Die Standard-Erstlinientherapie besteht aus einem PPI, Amoxicillin und Clarithromycin (französische Tripletherapie, Eradikationsrate 85-90%, Nebenwirkung: Diarrhö und allergische Reaktion ) oder bei Penicillinallergie einem PPI, Metronidazol und Clarithromycin (italienische Tripletherapie , Eradikationsrate 77-90% , Nebenwirkung: metallischer Geschmack) für jeweils mindestens sieben, maximal 14 Tage, wobei die längere Gabe Wirksamkeitsvorteile besitzt. Beide kommen in Betracht, wenn die lokale Clarithromycin-Resistenzquote unter 15 bis 20 Prozent liegt.

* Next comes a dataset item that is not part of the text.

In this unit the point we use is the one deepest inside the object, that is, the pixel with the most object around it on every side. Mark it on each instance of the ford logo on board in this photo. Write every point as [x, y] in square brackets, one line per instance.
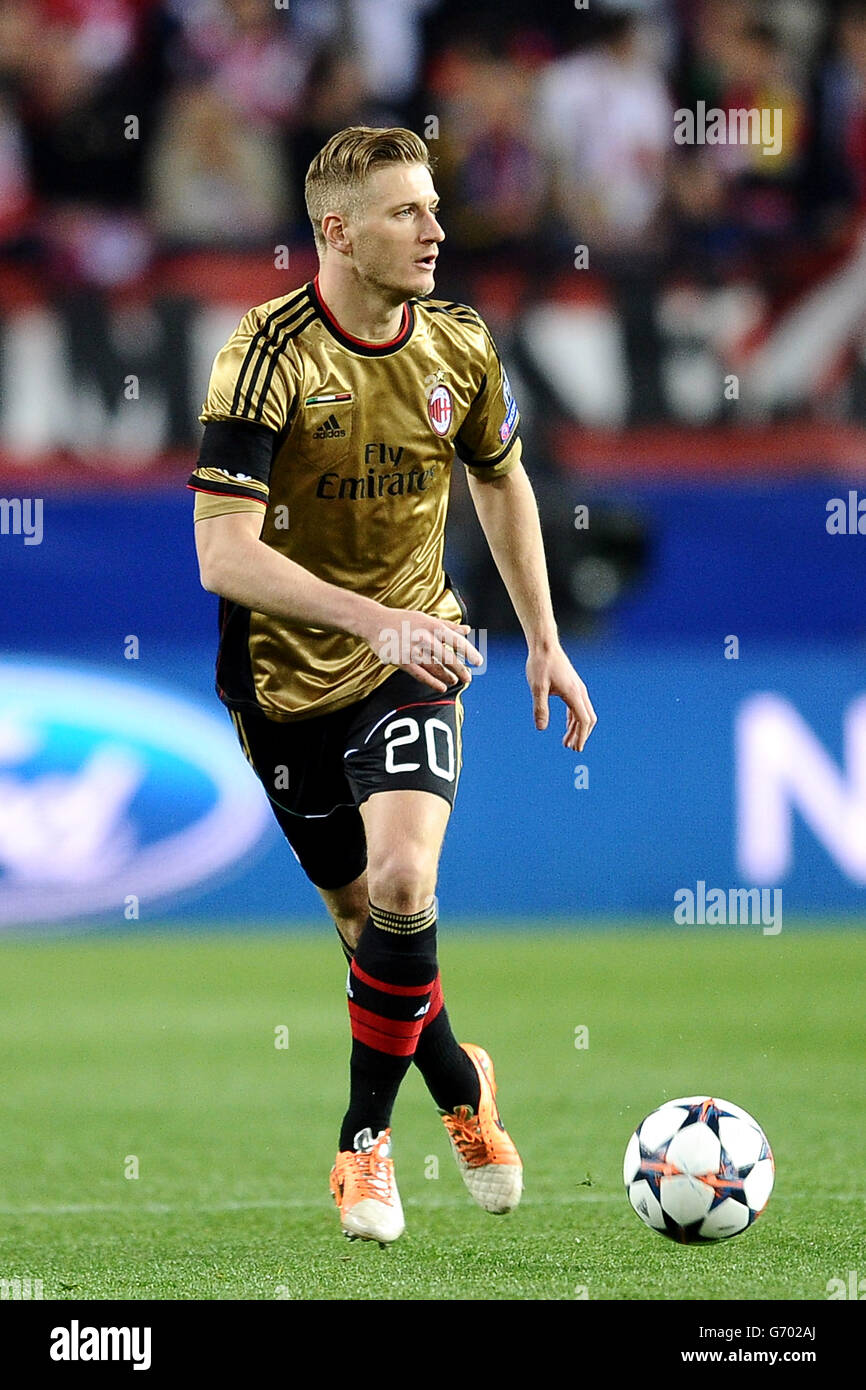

Standard-Tripletherapie: Omeprazol, Clarithromycin (Klacid), und Amoxicillin (OCA) für 7 Tage
Quadruple Therapie: Omeprazol, Bismut, Metronidazol, und Tetrazyklin (OBMT) für 10 Tage
Antibiotikaresistenz: Liegt die Resistenz gegenüber Metronidazol 22-39%, Clarithromycin 10-12%. Amoxycillin und Tetracyclin selten. Eine simultane oder sequenzielle Quadruple-Therapie, zum Beispiel aus PPI, Amoxicillin, Clarithromycin und Tinidazol muss gewählt werden, wenn sowohl die Resistenz gegen Clarithromycin als auch die gegen Metronidazol über den angegebenen Limits liegt. Der Eradikationserfolg wird mithilfe des 13C-Harnstoff-Atemtests oder einem immunologischen Test auf HP-Antigene im Stuhl (monoklonaler Antikörper) überprüft.